The original action is the latest in long-running litigation that began after the state contracted with IBM to upgrade eligibility determinations for welfare benefits through the Indiana Family and Social Services Administration. The contract was enacted in 2006, canceled in 2009, and the state sued IBM for breach in 2010.
“The State also submits the Writ is particularly necessary and appropriate given the history of this Action, a high-profile dispute with enormous impact on Hoosiers needing welfare services and Hoosier taxpayers generally,” one of the briefs says.
“This litigation history is beyond extraordinary. It has entailed enormous costs for the State and its taxpayers, with more in the offing. In light of the timing and substance of the Damages Order and other post-remand entries, the State’s counsel also respectfully submit that at this point, there is at least an appearance that the trial court may be unable to address impartially the issues on remand,” one brief said.

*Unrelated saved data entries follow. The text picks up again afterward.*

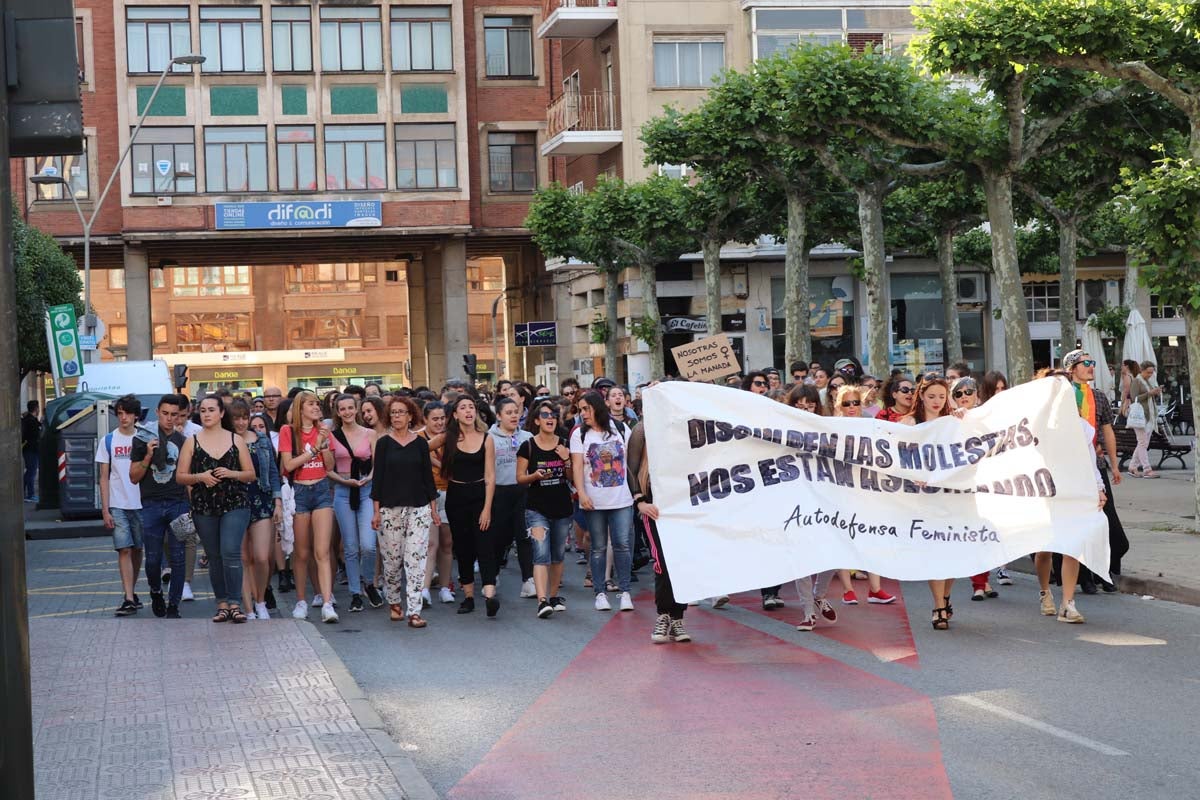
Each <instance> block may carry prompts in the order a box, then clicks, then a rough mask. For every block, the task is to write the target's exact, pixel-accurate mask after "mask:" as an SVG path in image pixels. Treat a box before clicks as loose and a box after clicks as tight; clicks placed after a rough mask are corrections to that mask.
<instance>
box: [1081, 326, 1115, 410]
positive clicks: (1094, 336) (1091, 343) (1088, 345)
mask: <svg viewBox="0 0 1200 800" xmlns="http://www.w3.org/2000/svg"><path fill="white" fill-rule="evenodd" d="M1082 339H1084V350H1085V351H1086V353H1087V354H1088V355H1090V356H1092V357H1093V359H1096V380H1093V381H1092V383H1093V384H1096V390H1097V391H1099V392H1103V393H1104V395H1109V396H1110V397H1111V396H1112V373H1110V372H1109V365H1108V362H1106V361H1105V360H1104V342H1103V341H1100V332H1099V331H1098V330H1096V329H1094V327H1092V326H1091V325H1088V324H1086V323H1085V324H1084V336H1082Z"/></svg>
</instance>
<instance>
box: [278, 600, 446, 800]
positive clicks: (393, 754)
mask: <svg viewBox="0 0 1200 800" xmlns="http://www.w3.org/2000/svg"><path fill="white" fill-rule="evenodd" d="M299 627H300V631H301V632H302V633H304V636H305V638H306V639H308V644H311V645H312V649H313V650H314V651H316V652H317V657H318V658H320V663H322V666H323V667H324V668H325V670H326V672H329V676H330V678H331V679H332V680H334V686H336V687H337V692H338V693H340V694H341V696H342V698H343V699H344V700H346V703H347V705H349V706H350V712H352V714H353V715H354V720H355V722H358V723H359V727H360V728H362V729H364V730H365V732H366V733H367V735H368V736H371V741H372V742H374V746H376V747H377V748H378V750H379V752H380V754H383V758H384V762H386V764H388V768H389V769H390V770H391V774H392V775H395V776H396V781H397V782H398V783H400V786H401V788H402V789H403V792H404V800H439V798H438V793H437V792H434V789H433V787H432V786H431V784H430V782H428V781H426V780H425V776H424V775H421V772H420V770H418V769H416V764H414V763H413V759H412V758H409V756H408V754H407V753H406V752H404V751H403V750H401V748H400V745H397V744H396V742H395V741H394V740H392V738H391V736H389V735H388V730H386V728H385V727H384V723H383V718H382V717H380V716H379V715H378V712H376V710H374V708H372V705H371V700H368V699H367V696H366V693H365V692H364V691H362V688H361V687H360V686H359V684H358V681H355V680H354V676H353V675H350V670H349V669H347V668H346V663H344V662H342V660H341V657H338V655H337V652H335V651H334V648H332V645H331V644H330V643H329V642H326V640H325V637H324V636H322V634H320V633H319V632H318V630H317V626H316V625H313V624H312V622H302V624H299Z"/></svg>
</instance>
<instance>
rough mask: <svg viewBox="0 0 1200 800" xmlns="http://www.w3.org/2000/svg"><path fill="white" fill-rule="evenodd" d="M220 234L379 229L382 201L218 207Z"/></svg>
mask: <svg viewBox="0 0 1200 800" xmlns="http://www.w3.org/2000/svg"><path fill="white" fill-rule="evenodd" d="M216 223H217V230H260V229H268V228H378V227H379V225H382V224H383V204H382V203H380V201H379V200H331V201H329V203H287V201H284V203H217V204H216Z"/></svg>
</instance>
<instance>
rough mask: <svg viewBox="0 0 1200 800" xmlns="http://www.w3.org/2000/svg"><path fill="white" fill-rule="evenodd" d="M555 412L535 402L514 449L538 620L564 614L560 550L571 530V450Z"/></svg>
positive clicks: (527, 418) (562, 573) (564, 607)
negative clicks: (523, 438)
mask: <svg viewBox="0 0 1200 800" xmlns="http://www.w3.org/2000/svg"><path fill="white" fill-rule="evenodd" d="M557 428H558V414H557V413H556V410H554V404H553V403H552V402H551V401H538V402H536V403H534V405H533V408H532V409H530V410H529V416H528V417H527V420H526V431H528V432H529V433H533V434H534V437H533V439H527V440H526V441H523V443H522V444H521V447H520V450H517V483H521V485H522V486H528V487H529V491H528V494H527V495H526V528H527V529H528V530H529V536H530V539H532V540H533V583H534V587H535V588H536V590H538V618H539V619H548V618H550V616H551V615H552V614H553V613H554V612H565V610H566V602H565V601H564V600H563V597H562V596H559V594H558V591H559V587H560V585H562V583H563V551H564V549H565V547H566V536H568V534H569V533H570V530H571V516H572V512H574V510H575V509H574V504H572V503H571V451H570V450H569V449H568V446H566V439H564V438H563V437H560V435H558V432H557Z"/></svg>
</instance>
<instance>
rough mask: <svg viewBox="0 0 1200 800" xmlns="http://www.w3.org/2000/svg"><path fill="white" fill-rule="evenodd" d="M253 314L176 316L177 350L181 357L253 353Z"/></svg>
mask: <svg viewBox="0 0 1200 800" xmlns="http://www.w3.org/2000/svg"><path fill="white" fill-rule="evenodd" d="M252 344H253V325H252V323H251V319H250V314H175V349H176V350H178V351H180V353H228V351H232V350H250V349H252Z"/></svg>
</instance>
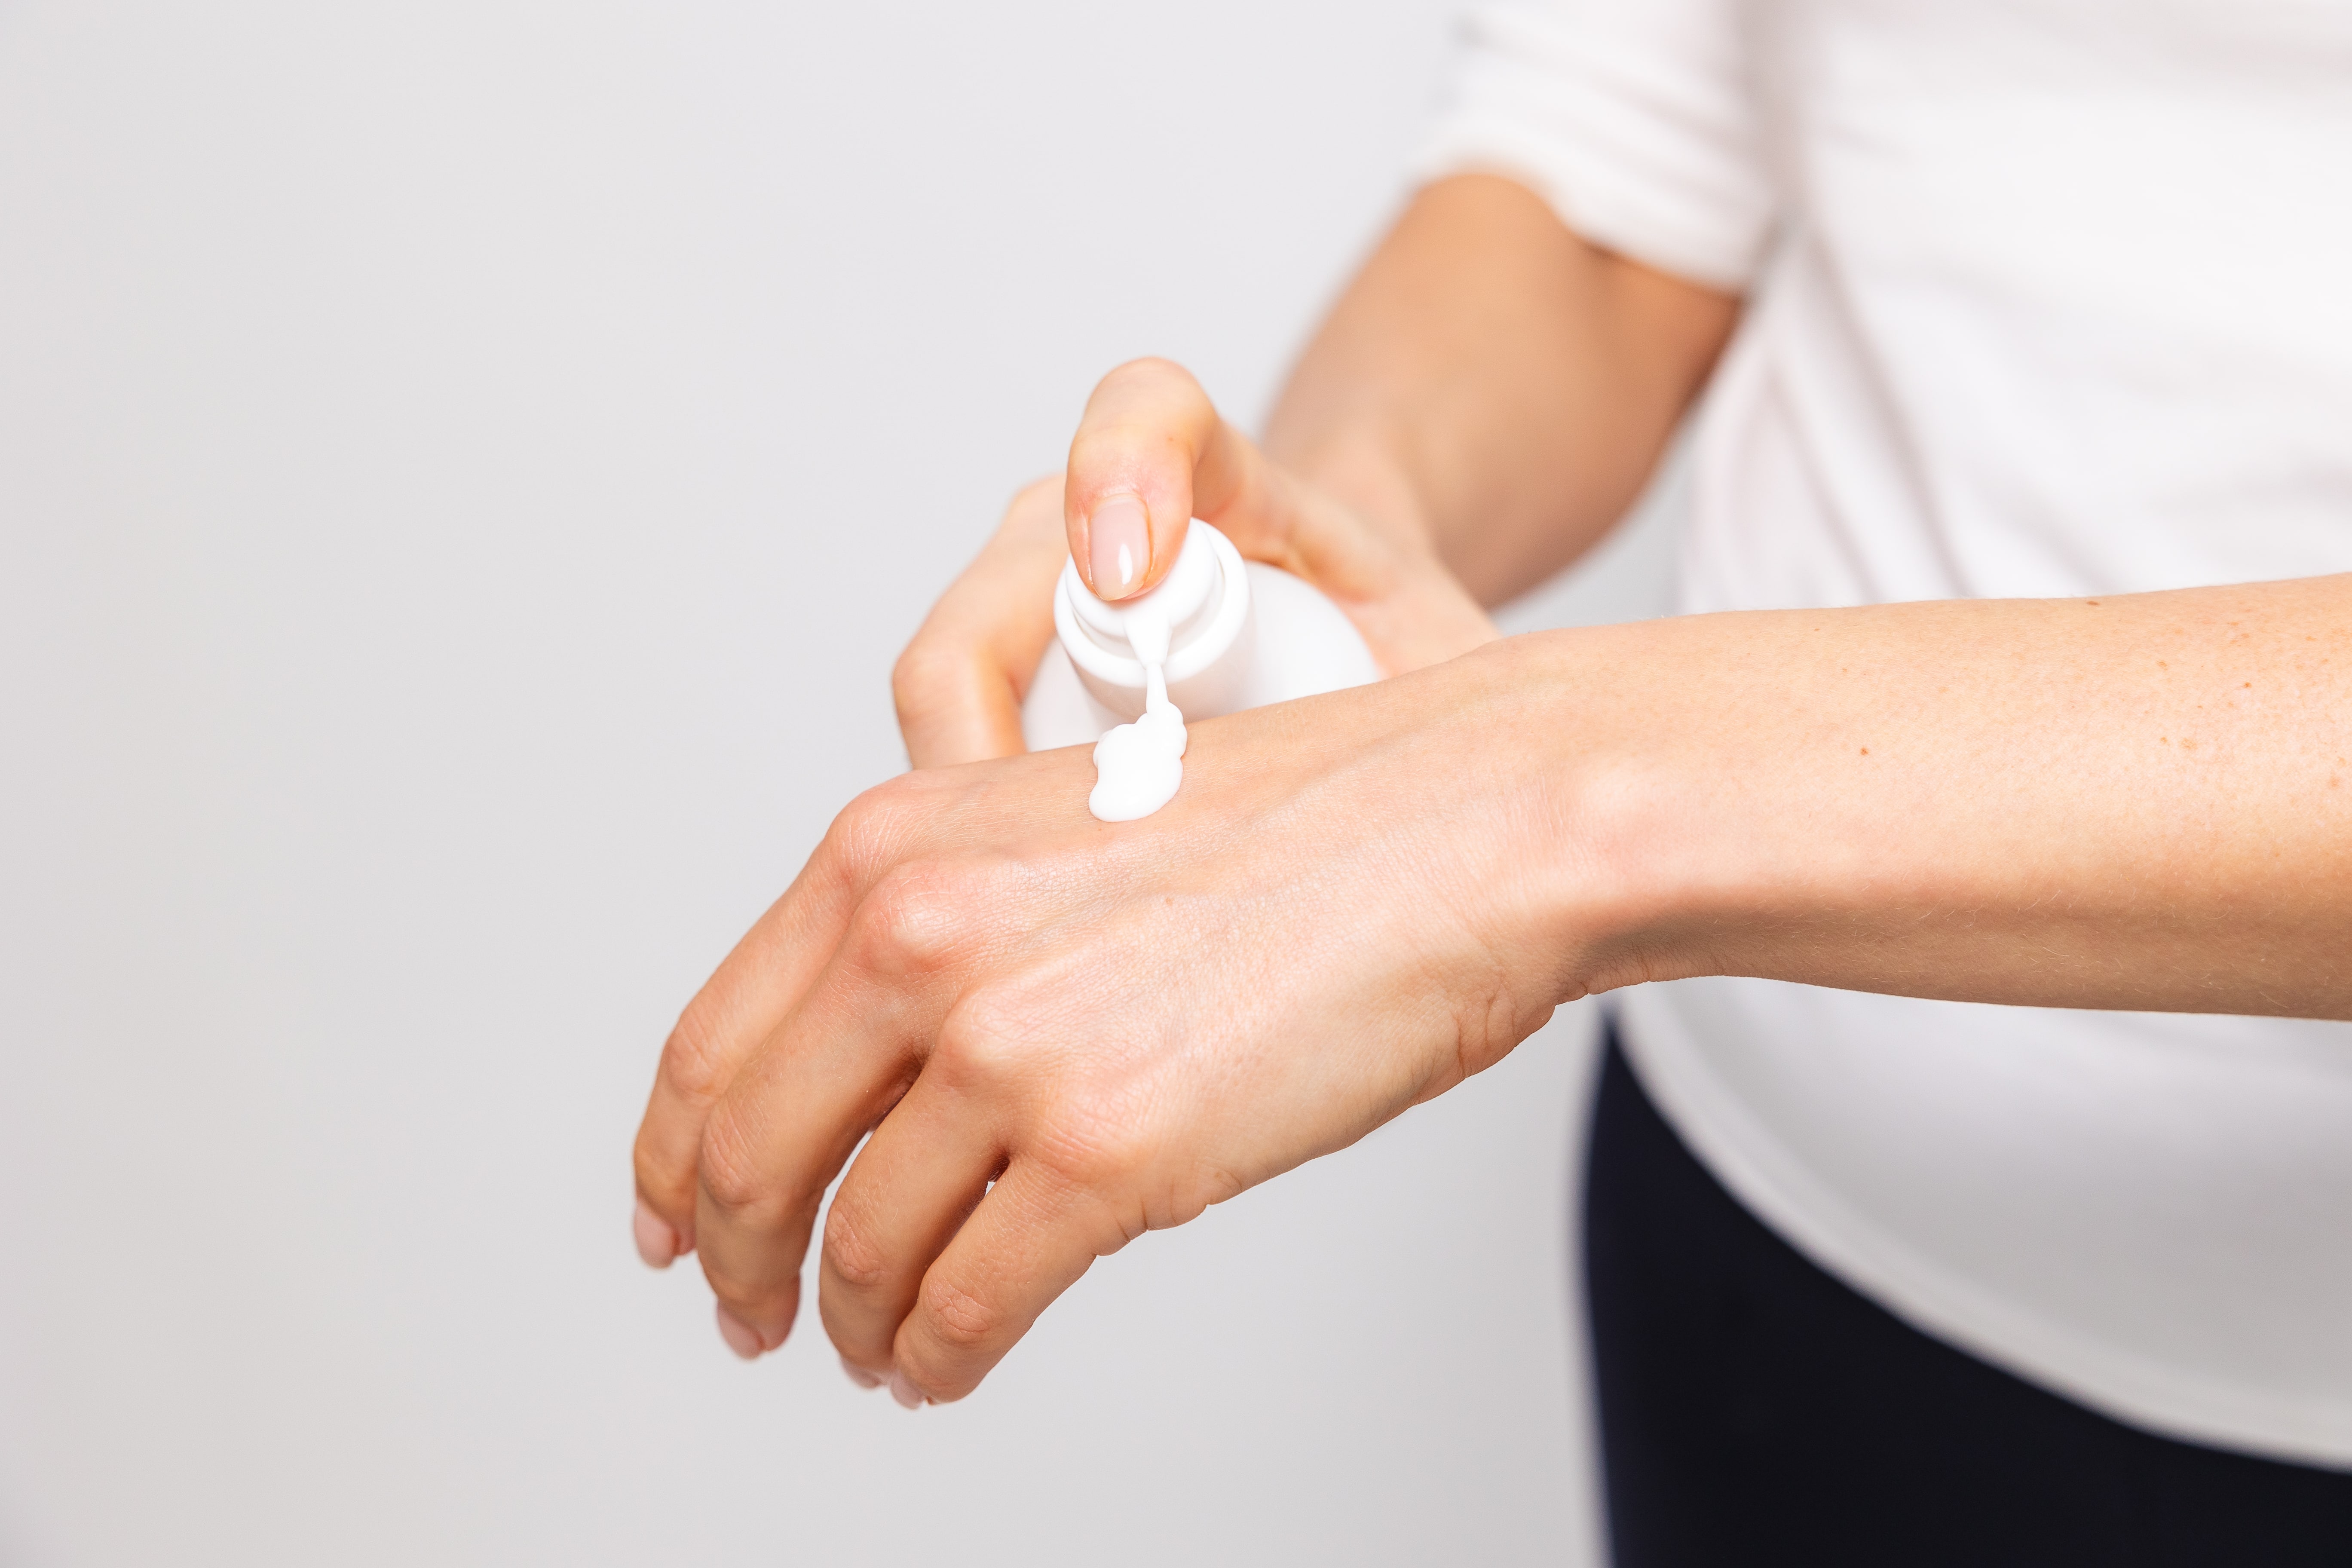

“As a federal appellate court just observed in comparable circumstances: ‘In light of the history of this case and related litigation, it is clear to us that the [trial] judge would have substantial difficulty in putting out of his mind his previously expressed, erroneous findings and conclusions, and that reassignment is advisable to preserve the appearance of justice,’” the state’s lawyers argued, citing Stetson v. Grissom, __ F.3d __, 2016 WL 2731587, *6 (9th Cir. May 11, 2016).
Briefs in the case are available on the appellate court docket in State of Indiana Acting on Behalf of The Indiana Family Social Services Administration v. David Joseph Dreyer, et al., 49S00-1605-OR-294.